İlimizde el yazması eserlerin derlenip koruma altına alınması ve daha çok kişinin yararlanabileceği bir şekilde bir kütüphanede muhafaza edilmesi için harekete geçilmesini temenni eden yazım, birçok kişi tarafından ilgiyle okundu.
Kimileri bu konuda elinde bu tür eser bulunan vatandaşların isteksiz davranacağını, kimileri ise geç kalmamamız gerektiğine dikkat çekerken, bazıları da zamanlama ve eserlerin korunacağı yer konusundaki tereddütlerini dile getirdiler.

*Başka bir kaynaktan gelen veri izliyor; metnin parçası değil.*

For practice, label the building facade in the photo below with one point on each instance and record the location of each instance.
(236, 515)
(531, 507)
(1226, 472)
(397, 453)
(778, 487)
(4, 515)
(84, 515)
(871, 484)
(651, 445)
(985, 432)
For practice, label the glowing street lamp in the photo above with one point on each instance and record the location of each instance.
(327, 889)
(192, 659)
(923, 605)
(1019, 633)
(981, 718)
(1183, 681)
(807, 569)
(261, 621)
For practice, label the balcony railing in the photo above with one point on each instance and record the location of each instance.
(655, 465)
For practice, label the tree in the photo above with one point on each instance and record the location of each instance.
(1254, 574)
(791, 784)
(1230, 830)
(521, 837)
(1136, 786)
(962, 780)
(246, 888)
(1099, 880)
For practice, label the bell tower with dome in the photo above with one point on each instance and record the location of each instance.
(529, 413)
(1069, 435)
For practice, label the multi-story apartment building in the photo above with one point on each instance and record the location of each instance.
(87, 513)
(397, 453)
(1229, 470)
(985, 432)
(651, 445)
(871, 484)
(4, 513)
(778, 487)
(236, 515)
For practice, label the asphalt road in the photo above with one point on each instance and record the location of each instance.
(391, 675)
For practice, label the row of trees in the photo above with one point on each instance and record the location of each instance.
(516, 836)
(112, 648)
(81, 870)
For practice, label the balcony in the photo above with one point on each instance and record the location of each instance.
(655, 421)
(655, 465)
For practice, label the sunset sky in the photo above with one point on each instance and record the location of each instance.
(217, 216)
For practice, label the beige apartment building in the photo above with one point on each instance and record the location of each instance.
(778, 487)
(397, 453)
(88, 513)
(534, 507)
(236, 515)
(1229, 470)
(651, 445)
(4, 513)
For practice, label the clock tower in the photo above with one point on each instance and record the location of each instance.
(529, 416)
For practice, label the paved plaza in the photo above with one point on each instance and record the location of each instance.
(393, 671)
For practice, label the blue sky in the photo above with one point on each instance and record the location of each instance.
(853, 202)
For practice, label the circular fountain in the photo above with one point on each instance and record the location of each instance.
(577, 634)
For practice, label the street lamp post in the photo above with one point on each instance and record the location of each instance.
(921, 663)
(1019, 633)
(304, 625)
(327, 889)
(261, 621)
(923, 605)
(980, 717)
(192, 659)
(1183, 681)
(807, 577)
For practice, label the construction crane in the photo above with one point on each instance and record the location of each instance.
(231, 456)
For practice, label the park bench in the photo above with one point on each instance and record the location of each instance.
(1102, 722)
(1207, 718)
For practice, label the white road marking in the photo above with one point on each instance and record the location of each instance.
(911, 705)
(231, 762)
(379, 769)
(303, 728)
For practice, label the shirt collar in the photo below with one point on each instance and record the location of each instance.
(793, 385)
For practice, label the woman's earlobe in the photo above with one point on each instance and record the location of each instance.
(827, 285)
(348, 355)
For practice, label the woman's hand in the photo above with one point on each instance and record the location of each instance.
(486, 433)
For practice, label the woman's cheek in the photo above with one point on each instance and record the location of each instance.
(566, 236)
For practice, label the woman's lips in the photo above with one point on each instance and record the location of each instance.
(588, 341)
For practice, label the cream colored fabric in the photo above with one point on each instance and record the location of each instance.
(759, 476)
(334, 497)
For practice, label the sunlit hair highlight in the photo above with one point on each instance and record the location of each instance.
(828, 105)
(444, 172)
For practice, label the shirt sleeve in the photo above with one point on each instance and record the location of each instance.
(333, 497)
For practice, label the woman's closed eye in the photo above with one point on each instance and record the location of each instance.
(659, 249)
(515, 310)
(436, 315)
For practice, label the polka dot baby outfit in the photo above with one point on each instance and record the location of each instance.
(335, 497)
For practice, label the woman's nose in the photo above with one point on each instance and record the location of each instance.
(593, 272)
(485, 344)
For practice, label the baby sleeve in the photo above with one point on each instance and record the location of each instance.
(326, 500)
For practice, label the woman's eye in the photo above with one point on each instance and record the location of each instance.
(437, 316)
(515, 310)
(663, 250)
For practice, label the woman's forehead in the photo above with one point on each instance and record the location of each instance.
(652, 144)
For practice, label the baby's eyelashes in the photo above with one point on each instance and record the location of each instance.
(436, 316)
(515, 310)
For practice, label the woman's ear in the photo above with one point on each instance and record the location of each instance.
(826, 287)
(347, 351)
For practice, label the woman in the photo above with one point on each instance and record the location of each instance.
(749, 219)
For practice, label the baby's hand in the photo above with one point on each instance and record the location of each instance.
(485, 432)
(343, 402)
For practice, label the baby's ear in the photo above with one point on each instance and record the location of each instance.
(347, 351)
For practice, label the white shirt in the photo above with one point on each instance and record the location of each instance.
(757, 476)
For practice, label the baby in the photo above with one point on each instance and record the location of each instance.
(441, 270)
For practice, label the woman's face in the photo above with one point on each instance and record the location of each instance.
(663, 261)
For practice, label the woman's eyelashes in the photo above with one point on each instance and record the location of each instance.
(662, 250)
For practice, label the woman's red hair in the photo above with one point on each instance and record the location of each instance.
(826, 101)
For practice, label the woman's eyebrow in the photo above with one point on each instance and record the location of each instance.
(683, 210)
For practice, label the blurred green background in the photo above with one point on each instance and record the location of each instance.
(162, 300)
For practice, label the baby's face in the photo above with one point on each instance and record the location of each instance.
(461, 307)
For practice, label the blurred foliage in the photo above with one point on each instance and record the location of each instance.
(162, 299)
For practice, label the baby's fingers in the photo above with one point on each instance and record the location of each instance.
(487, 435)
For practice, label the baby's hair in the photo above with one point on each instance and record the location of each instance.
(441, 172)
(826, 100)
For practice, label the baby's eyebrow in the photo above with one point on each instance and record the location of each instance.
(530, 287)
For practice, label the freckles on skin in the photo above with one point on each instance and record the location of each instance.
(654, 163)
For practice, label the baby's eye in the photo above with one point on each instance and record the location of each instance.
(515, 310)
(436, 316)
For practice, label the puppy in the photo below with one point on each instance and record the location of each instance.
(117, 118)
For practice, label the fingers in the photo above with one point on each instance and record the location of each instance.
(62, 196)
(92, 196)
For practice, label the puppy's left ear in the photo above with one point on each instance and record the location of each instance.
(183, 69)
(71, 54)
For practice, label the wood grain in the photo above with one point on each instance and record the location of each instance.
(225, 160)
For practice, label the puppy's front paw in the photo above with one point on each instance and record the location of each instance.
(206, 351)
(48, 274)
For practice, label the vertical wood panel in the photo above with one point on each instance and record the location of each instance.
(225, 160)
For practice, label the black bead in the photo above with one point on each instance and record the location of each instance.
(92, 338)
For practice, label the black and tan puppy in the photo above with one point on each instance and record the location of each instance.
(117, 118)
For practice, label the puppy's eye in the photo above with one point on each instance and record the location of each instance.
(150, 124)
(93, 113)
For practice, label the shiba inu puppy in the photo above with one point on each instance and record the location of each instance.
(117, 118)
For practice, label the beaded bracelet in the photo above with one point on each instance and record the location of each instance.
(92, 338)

Öncelikle ailelerin isteksiz davranacağı konusuna tam olarak katılmıyorum. Elbette elindeki eserleri teslim etmeyenler olacaktır. Bu çok doğal bir durumdur.
Ancak teslim edenler de mutlaka çıkacaktır. Bu konuda uzun yıllar Kültür ve Turizm Müdürü olarak yoğun emek harcayan Remzi Uslu’nun yaptığı bir çalışmayı örnek gösterebiliriz.
Uslu, sabırla “koruğun helva olacağını” gösterircesine büyük bir emek harcayarak kent envanterini oluşturdu. Güven telkin edilince birçok aile, kendileri için manevi değeri yüksek olan pek çok eşyayı daha iyi korunacağını düşünerek gönül rahatlığıyla teslim etti.
Aynı şey, zamanın yıpratıcılığıyla karşı karşıya olan el yazması eserler için neden olmasın?
Korunmaları için ideal yer olmadığı gerekçesiyle tereddüt edenlere gelince, bu konuda bir dereceye kadar haklılar. Ancak bu kitapların aileler tarafından hangi şartlarda saklandığını düşündüğümüzde, bu kaygının da çok doğru olmadığı ortaya çıkmaktadır.
Her ne kadar müzemiz ve kütüphanemiz olmasa da kamu tarafından sağlanacak koruma şartları, mutlaka ailelerin saklama yöntemlerinden daha sağlıklıdır.